Let's talk about some ideas about Python verification code recognition and some ideas about python.

Source: Internet
Author: User
Tags tesseract ocr

Let's talk about some ideas about Python verification code recognition and some ideas about python.

Search in baidu using python and the keyword "Verification Code". You can find many articles about verification code recognition. I have taken a general look at the following main methods: one is to process images and then use the font feature matching method. The other is to create a character correspondence dictionary after image processing, another type is recognition using ocr module directly. No matter what method is used, you must first process the image, so try to analyze the verification code below.

I. Image Processing

The main factor influencing this verification code is the intermediate curve. First, consider removing the curve from the image. Two algorithms are considered:
The first is to first obtain the position of the curve header, that is, the position of the black spot when x = 0. Then move the value of x backward, observe the position of the black spots under each x, and determine the distance between the two adjacent black spots. If the distance is within a certain range, it can be basically determined that the point is the point on the curve, and finally all the points on the curve are painted white. After trying this method, the result is very general, the curve cannot be completely removed, and the capacity will remove the lines of characters.
In the second case, the density of the point in the unit area is used for calculation. Therefore, the number of interior points per unit area is calculated first, and the number of interior points per unit area is removed from the area smaller than the number specified by a certain region. The remaining part is basically the verification code character. In this example, 5*5 is taken as the unit range for ease of operation, and the standard density of the point in the unit area is adjusted to 11. Effect after processing:

2. Character Verification

Here, I am using pytesser for ocr recognition. However, due to the irregular characters of such verification codes, the verification results are not very accurate. Which of the following is a good solution? I hope I can give some advice.

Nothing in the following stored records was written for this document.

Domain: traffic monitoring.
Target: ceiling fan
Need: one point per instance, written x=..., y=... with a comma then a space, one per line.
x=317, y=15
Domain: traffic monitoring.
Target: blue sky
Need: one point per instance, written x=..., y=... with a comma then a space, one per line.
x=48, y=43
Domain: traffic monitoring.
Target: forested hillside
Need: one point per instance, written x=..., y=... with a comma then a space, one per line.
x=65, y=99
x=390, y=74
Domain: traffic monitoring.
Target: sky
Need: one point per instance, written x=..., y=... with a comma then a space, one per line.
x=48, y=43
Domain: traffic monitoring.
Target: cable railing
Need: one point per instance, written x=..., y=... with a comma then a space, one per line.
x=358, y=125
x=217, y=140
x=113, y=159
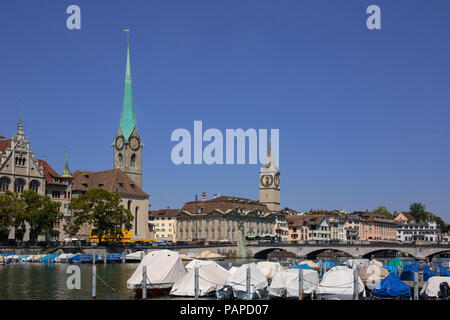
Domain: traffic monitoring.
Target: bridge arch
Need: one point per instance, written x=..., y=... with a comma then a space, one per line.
x=444, y=250
x=263, y=253
x=312, y=254
x=369, y=253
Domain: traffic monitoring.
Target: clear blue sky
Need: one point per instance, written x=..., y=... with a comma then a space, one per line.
x=363, y=115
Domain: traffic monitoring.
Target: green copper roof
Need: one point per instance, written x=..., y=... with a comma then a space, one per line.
x=127, y=119
x=66, y=172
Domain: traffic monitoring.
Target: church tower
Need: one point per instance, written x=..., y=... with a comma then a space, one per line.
x=269, y=183
x=127, y=144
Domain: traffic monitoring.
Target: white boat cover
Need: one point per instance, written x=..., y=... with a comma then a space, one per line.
x=238, y=279
x=357, y=263
x=135, y=255
x=232, y=269
x=209, y=277
x=287, y=281
x=201, y=263
x=339, y=282
x=164, y=267
x=269, y=268
x=63, y=257
x=431, y=287
x=310, y=263
x=373, y=273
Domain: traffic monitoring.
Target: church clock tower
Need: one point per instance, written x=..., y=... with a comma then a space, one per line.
x=269, y=183
x=127, y=144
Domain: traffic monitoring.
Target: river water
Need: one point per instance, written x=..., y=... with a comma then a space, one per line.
x=47, y=281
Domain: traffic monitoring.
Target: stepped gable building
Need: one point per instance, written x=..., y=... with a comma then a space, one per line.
x=217, y=219
x=20, y=171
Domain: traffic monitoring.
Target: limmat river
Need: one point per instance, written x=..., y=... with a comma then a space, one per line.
x=48, y=281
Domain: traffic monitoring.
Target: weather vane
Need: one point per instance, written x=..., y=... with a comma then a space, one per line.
x=128, y=35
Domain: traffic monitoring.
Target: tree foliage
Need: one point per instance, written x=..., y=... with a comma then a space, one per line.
x=38, y=211
x=103, y=211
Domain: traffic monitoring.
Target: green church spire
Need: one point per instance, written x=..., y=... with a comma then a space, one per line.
x=66, y=172
x=127, y=119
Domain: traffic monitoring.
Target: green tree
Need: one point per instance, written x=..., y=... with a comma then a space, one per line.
x=41, y=213
x=384, y=211
x=12, y=214
x=103, y=211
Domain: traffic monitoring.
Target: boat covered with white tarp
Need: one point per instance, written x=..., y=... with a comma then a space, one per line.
x=164, y=268
x=269, y=268
x=338, y=284
x=135, y=256
x=237, y=283
x=285, y=284
x=432, y=287
x=356, y=263
x=209, y=277
x=372, y=274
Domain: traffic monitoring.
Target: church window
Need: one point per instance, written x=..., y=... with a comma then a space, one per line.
x=4, y=183
x=133, y=160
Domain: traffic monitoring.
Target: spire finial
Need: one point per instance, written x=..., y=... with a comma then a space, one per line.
x=128, y=35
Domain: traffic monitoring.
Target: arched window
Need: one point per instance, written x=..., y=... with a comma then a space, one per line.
x=120, y=158
x=34, y=185
x=133, y=160
x=4, y=184
x=19, y=185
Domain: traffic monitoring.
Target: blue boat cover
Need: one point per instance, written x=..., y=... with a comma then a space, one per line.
x=391, y=286
x=328, y=264
x=301, y=266
x=443, y=272
x=391, y=269
x=409, y=269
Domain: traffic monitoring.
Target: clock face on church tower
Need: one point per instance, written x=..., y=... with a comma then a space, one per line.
x=135, y=143
x=266, y=181
x=119, y=143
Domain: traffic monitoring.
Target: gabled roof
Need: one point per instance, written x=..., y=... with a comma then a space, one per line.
x=4, y=144
x=114, y=180
x=51, y=177
x=164, y=213
x=225, y=204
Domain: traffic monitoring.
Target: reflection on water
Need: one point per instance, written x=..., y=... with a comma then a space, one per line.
x=27, y=281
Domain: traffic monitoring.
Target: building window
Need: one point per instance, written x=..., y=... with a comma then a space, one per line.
x=34, y=185
x=19, y=185
x=133, y=160
x=4, y=183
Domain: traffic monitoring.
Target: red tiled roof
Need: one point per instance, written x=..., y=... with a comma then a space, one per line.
x=4, y=144
x=49, y=174
x=164, y=213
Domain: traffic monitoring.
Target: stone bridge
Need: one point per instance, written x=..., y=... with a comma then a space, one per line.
x=419, y=252
x=307, y=251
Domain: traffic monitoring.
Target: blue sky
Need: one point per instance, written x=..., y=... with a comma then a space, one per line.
x=363, y=115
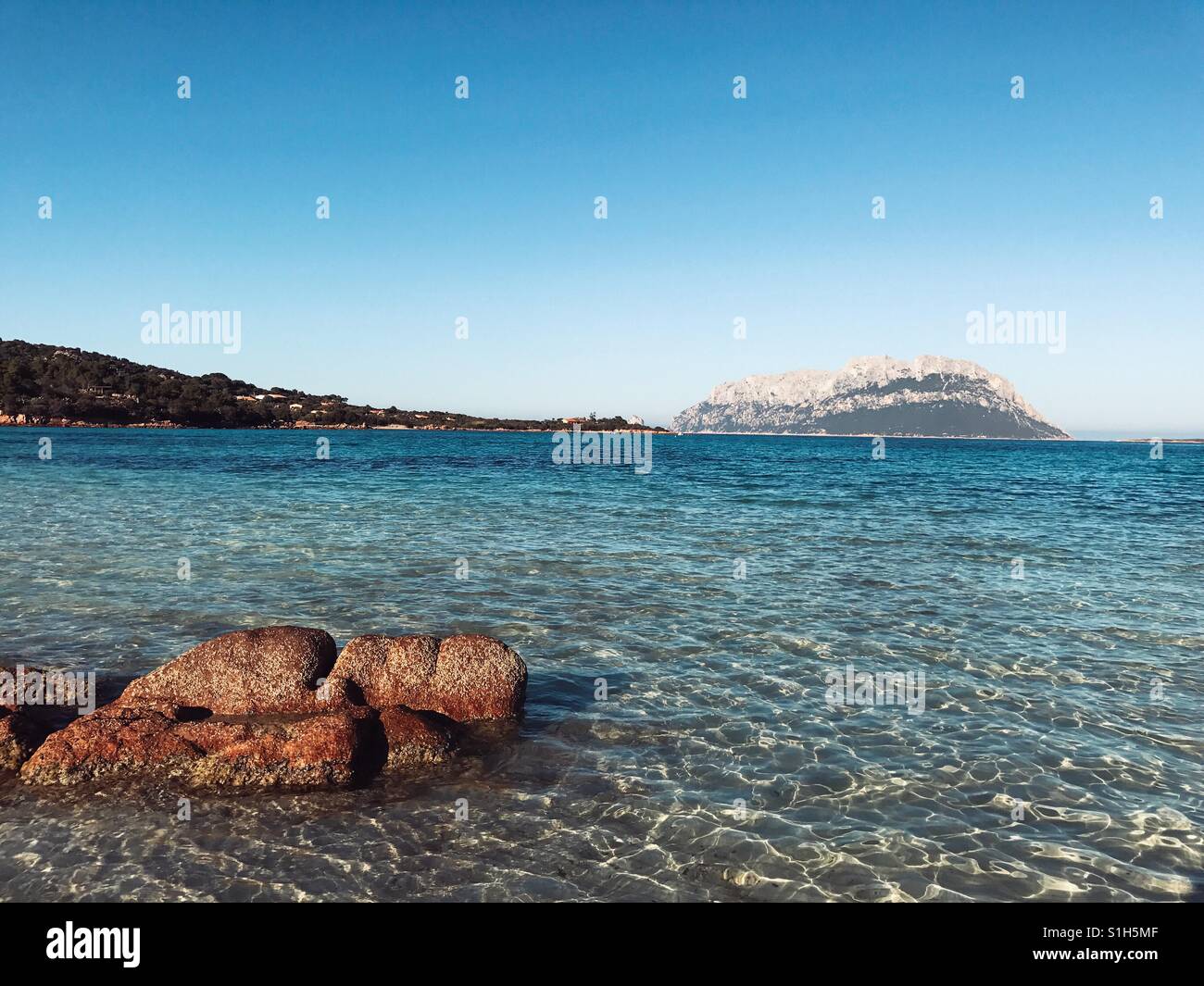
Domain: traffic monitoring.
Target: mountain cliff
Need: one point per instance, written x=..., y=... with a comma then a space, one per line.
x=873, y=395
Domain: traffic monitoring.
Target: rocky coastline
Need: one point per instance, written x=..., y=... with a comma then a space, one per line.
x=277, y=706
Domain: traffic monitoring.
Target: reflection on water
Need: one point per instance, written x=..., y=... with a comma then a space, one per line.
x=1059, y=754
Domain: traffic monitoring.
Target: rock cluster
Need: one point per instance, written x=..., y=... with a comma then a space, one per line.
x=280, y=706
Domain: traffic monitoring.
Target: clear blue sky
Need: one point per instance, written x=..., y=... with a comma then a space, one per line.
x=718, y=207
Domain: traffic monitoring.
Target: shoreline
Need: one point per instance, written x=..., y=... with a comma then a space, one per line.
x=665, y=432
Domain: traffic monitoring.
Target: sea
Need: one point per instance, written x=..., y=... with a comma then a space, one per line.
x=765, y=668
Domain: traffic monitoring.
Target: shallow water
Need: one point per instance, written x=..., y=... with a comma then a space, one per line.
x=1076, y=690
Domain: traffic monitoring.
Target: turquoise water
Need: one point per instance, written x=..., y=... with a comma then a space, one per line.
x=1075, y=690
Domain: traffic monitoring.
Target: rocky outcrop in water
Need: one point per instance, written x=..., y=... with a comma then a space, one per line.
x=874, y=395
x=277, y=708
x=464, y=678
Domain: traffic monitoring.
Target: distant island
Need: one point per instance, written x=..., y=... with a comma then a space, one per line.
x=928, y=396
x=55, y=385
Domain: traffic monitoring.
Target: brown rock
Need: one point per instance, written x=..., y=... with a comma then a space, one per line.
x=414, y=738
x=251, y=672
x=464, y=678
x=23, y=728
x=19, y=736
x=117, y=742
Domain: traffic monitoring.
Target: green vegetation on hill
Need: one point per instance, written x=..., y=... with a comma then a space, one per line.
x=49, y=384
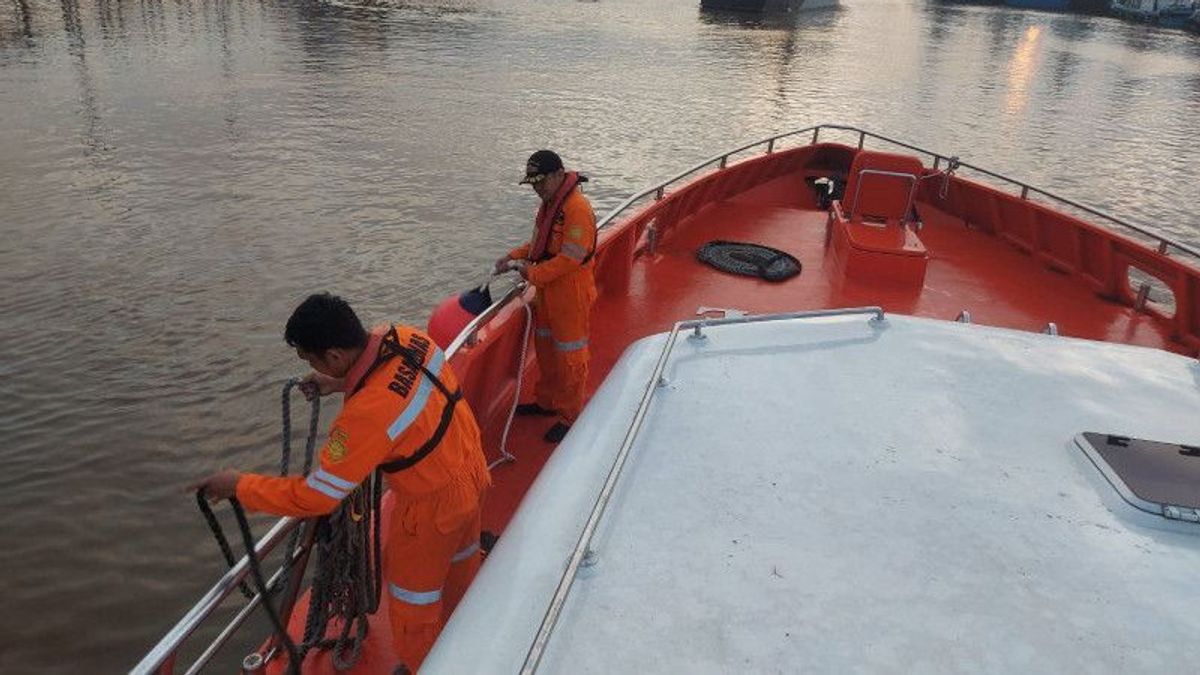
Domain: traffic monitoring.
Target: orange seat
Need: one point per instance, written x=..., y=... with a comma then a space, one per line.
x=869, y=228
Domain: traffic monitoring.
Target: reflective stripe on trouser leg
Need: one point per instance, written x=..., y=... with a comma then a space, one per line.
x=544, y=347
x=466, y=553
x=463, y=567
x=414, y=597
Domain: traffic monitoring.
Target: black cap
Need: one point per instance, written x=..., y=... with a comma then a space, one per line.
x=540, y=165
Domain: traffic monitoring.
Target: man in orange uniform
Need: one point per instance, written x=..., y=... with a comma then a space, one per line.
x=405, y=414
x=558, y=262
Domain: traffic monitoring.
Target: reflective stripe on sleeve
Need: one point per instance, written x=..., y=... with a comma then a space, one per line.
x=327, y=489
x=335, y=481
x=466, y=553
x=414, y=597
x=574, y=251
x=571, y=346
x=420, y=399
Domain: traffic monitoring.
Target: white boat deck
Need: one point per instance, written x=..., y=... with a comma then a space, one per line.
x=835, y=495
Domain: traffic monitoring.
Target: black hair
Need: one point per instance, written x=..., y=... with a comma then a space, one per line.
x=323, y=322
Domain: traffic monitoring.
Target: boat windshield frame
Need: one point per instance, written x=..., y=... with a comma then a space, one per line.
x=161, y=658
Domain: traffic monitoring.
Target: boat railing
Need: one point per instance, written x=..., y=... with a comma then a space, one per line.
x=162, y=658
x=1163, y=243
x=582, y=550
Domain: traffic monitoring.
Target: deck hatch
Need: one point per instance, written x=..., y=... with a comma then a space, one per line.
x=1153, y=476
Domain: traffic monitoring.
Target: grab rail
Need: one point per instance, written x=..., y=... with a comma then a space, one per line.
x=161, y=658
x=582, y=545
x=659, y=190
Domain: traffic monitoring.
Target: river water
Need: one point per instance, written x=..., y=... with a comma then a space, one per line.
x=177, y=174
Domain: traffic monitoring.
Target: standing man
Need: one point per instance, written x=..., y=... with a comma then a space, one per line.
x=558, y=262
x=405, y=414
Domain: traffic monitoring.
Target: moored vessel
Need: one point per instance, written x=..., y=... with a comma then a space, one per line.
x=961, y=446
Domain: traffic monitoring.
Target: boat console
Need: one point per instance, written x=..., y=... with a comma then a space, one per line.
x=871, y=231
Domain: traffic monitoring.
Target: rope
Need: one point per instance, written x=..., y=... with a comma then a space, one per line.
x=505, y=455
x=222, y=542
x=310, y=451
x=294, y=656
x=348, y=578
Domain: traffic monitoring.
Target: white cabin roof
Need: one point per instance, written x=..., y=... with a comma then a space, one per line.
x=834, y=495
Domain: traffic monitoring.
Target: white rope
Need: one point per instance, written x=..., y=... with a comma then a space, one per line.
x=505, y=455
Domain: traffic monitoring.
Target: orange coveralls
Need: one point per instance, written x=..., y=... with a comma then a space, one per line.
x=432, y=537
x=563, y=305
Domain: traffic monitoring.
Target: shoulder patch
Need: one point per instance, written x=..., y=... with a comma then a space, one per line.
x=336, y=448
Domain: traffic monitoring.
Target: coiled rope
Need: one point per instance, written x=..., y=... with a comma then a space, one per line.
x=505, y=455
x=348, y=575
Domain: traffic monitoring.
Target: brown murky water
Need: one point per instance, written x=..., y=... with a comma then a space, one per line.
x=177, y=174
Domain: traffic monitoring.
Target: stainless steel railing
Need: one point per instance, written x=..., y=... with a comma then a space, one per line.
x=1164, y=244
x=583, y=544
x=162, y=657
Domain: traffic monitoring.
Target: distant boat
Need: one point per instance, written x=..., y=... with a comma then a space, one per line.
x=1173, y=13
x=766, y=6
x=1056, y=5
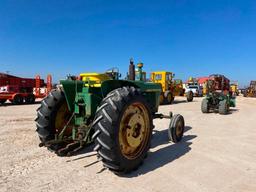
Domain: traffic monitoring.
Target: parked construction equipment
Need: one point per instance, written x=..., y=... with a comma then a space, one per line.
x=234, y=88
x=218, y=95
x=165, y=79
x=251, y=90
x=22, y=90
x=116, y=114
x=193, y=85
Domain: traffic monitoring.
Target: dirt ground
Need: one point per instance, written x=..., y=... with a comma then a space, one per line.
x=217, y=153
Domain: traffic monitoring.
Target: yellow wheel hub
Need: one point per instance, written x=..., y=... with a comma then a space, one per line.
x=134, y=130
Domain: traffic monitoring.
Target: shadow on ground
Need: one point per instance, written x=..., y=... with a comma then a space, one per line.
x=163, y=155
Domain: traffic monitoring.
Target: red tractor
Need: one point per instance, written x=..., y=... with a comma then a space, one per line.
x=22, y=90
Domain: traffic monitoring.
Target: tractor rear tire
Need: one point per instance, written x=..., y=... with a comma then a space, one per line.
x=190, y=96
x=223, y=107
x=46, y=115
x=168, y=97
x=205, y=106
x=176, y=128
x=30, y=99
x=2, y=101
x=123, y=128
x=17, y=100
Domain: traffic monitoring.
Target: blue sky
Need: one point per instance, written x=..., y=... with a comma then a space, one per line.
x=188, y=37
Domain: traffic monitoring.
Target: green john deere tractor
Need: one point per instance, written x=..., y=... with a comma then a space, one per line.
x=218, y=95
x=117, y=115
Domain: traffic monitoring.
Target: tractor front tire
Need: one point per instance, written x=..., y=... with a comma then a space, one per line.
x=17, y=100
x=190, y=96
x=176, y=128
x=52, y=107
x=205, y=106
x=2, y=101
x=30, y=99
x=123, y=128
x=223, y=107
x=168, y=97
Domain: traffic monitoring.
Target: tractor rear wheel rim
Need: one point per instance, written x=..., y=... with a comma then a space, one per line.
x=134, y=130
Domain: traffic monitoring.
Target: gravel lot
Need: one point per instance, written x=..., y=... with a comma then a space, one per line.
x=217, y=153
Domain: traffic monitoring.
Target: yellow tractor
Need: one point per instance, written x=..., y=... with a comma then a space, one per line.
x=165, y=78
x=234, y=88
x=251, y=90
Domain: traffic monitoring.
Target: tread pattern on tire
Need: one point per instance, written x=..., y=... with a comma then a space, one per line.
x=46, y=114
x=106, y=125
x=204, y=106
x=223, y=109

Iii. Preparation and code example

1. PIL, pytesser, tesseract

(1) install PIL: http://www.pythonware.com/products/pil/
(2) pytesser: http://code.google.com/p/pytesser/. after the download is decompressed, it is directly stored in a folder with the same code and can be used.
(3) download Tesseract OCR engine: Notebook.

2. Specific Code

# Encoding = UTF-8 ### import Image, ImageEnhance, ImageFilter, ImageDrawimport sysfrom pytesser import * # number of points in the calculation range def numpoint (im): w, h = im. sizedata = list (im. getdata () mumpoint = 0for x in range (w): for y in range (h): if data [y * w + x]! = 255: #255 is white mumpoint + = 1 return mumpoint # Calculate the density of the point in the 5*5 range def pointmidu (im): w, h = im. sizep = [] for y in range (0, h, 5): for x in range (0, w, 5): box = (x, y, x + 5, y + 5) im1 = im. crop (box) a = numpoint (im1) if a <11: # if the range of 5*5 is less than 11 points, convert all the points to white. For I in range (x, x + 5): for j in range (y, y + 5): im. putpixel (I, j), 255366im.save(r'img.jpg ') def ocrend (): # recognize image_name = "img.jpg" im = Image. open (image_name) im = im. filter (ImageFilter. medianFilter () enhancer = ImageEnhance. contrast (im) im = enhancer. enhance (2) im = im. convert ('1') im. save ("1.tif") print image_file_to_string ('1. tif ') if _ name __= =' _ main _ ': image_name = "1.png" im = Image. open (image_name) im = im. filter (ImageFilter. DETAIL) im = im. filter (ImageFilter. medianFilter () enhancer = ImageEnhance. contrast (im) im = enhancer. enhance (2) im = im. convert ('1') # a = remove_point (im) pointmidu (im) ocrend ()

My final recognition rate for this method is really not high. I hope you can give me some advice on which expert has a good idea or practice!

Articles you may be interested in:
  • Example code of a Chinese Verification Code randomly generated by Python
  • Python generates Verification Code instances
  • Python Verification Code Recognition Method
  • Python verification code identification and processing instance
  • Python website verification code recognition
  • Detailed explanation of Python verification code recognition

Related Article

Contact Us

The content source of this page is from Internet, which doesn't represent Alibaba Cloud's opinion; products and services mentioned on that page don't have any relationship with Alibaba Cloud. If the content of the page makes you feel confusing, please write us an email, we will handle the problem within 5 days after receiving your email.

If you find any instances of plagiarism from the community, please send an email to: info-contact@alibabacloud.com and provide relevant evidence. A staff member will contact you within 5 working days.

A Free Trial That Lets You Build Big!

Start building with 50+ products and up to 12 months usage for Elastic Compute Service

  • Sales Support

    1 on 1 presale consultation

  • After-Sales Support

    24/7 Technical Support 6 Free Tickets per Quarter Faster Response

  • Alibaba Cloud offers highly flexible support services tailored to meet your exact needs.